Consumer culture and the commodification of authenticity

While the concept of authenticity acquired new significance in the fifties and sixties as a critique of an evolving consumer culture, over time its function has shifted as it has become assimilated into mainstream culture and co-opted. The hyper-individualistic, self-contained American self, uprooted from traditional communities, and living outside any web of unifying traditional meaning, experiences a type of internal emptiness associated with a lack of any value or meaning. In this cultural context the individual strives to “fix” the empty self, by filling it with consumer goods that are marketed as objects that play to fantasies of self-transformation.

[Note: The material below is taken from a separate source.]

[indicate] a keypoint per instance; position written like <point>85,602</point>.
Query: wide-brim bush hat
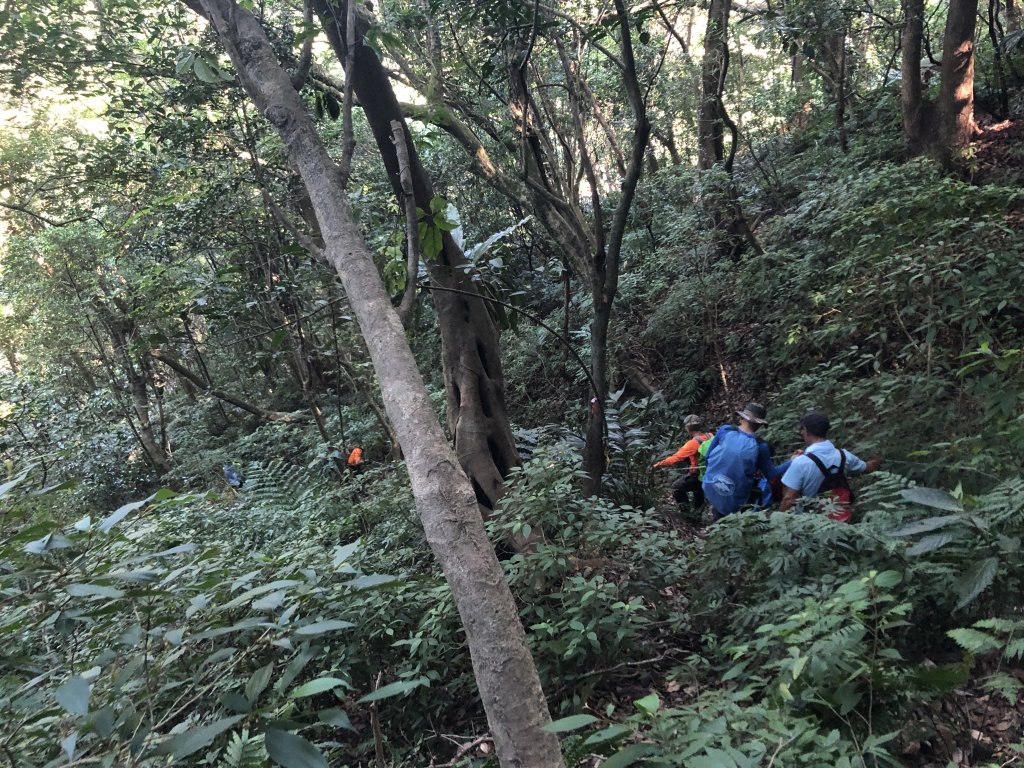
<point>754,412</point>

Consumer products thus acquire a type of magical power through a process of constructing brands that are effective in creating a form of symbolism that resonates with important shared cultural anxieties and desires, thereby creating a type of myth with which consumers can identify. These myths create a sense a meaning and purpose in life- a sense of identity. For example, Coca Cola, which originally contained cocaine, was first marketed as a “nerve tonic” even after the active ingredient of cocaine was removed. It was rebranded during Word War II, when the producers shipped free bottles off to the front, and produced ads celebrating the war efforts. Coke thus acquired a cultural meaning during this era that celebrated national solidarity and pride. In the postwar era, as American culture took hold in other countries, it came to be identified with an idealized American life. Since then Coke has been rebranded in various other ways for different historical and cultural eras. Tellingly, by the seventies it was being marketed as “the real thing.”

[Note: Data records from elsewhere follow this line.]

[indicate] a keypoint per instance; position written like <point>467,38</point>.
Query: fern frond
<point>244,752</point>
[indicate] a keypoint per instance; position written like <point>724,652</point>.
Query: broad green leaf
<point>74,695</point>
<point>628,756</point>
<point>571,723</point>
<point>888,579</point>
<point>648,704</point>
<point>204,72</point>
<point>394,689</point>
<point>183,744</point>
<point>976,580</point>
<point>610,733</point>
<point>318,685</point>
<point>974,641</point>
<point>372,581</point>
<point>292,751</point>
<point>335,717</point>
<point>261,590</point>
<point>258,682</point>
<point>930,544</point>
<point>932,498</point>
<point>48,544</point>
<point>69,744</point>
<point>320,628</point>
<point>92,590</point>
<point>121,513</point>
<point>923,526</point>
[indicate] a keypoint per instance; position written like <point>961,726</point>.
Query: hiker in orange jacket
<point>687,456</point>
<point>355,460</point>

Although the practice of branding originated in the context of marketing, in recent years the intersection of branding with the digital and social media revolutions has had such a profound impact on our culture that some media theorists compare it in scope to the industrial revolution. They argue that this intersection plays a significant role in the construction of self and identity in contemporary culture. One of the key anxieties in contemporary American culture revolves around the sense of meaninglessness so keenly identified by the existential tradition. Given the pervasiveness of the search for solid ground in the context of the shifting grounds of contemporary culture, branding strategies that resonate with the desire for authenticity have become particularly potent. Products and brands are marketed to people on the basis of their claims to authenticity or their ability to evoke images of authenticity. Consumers buy “authentic brands” or patronize cafe franchises that evoke images of authenticity in an effort to transform the self in order to realize fantasies that are shaped through marketing.

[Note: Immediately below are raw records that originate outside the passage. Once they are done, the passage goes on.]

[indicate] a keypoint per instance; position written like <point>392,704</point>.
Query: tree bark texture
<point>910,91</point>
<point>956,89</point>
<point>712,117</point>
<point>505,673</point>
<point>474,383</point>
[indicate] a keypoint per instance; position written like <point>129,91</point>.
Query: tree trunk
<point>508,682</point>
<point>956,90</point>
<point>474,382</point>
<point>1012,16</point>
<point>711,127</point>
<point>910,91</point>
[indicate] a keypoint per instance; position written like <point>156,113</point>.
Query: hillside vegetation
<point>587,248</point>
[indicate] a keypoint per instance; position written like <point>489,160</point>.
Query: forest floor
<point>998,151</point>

Authenticity in the era of “reality show” politics

Given the central roles that marketing and branding play in the construction of contemporary identity, the search for an authentic self becomes an increasingly challenging enterprise. This is certainly true at the level of individual psychology, and even more fraught with complexity at the political level where the line between image and underlying reality is blurred beyond all meaningful distinction. The ideal of authenticity originally emerged during an era of growing secularization when traditional grounds for morality were being challenged, and a new sense of self as separate from society was in the process of being constructed. In this context, authenticity was in part a new way of thinking about the nature of virtue and integrity. As Charles Taylor suggests, in a contemporary context, the link between authenticity and morality is tenuous at best. Trump’s credentials among his loyal supporters as an “authentic” politician would seem to have more to do with his “speaking his mind” than with a perception that he has integrity. And this in turn is linked to a perception that he is “real” — a curious quality to attribute to our first “reality show” president.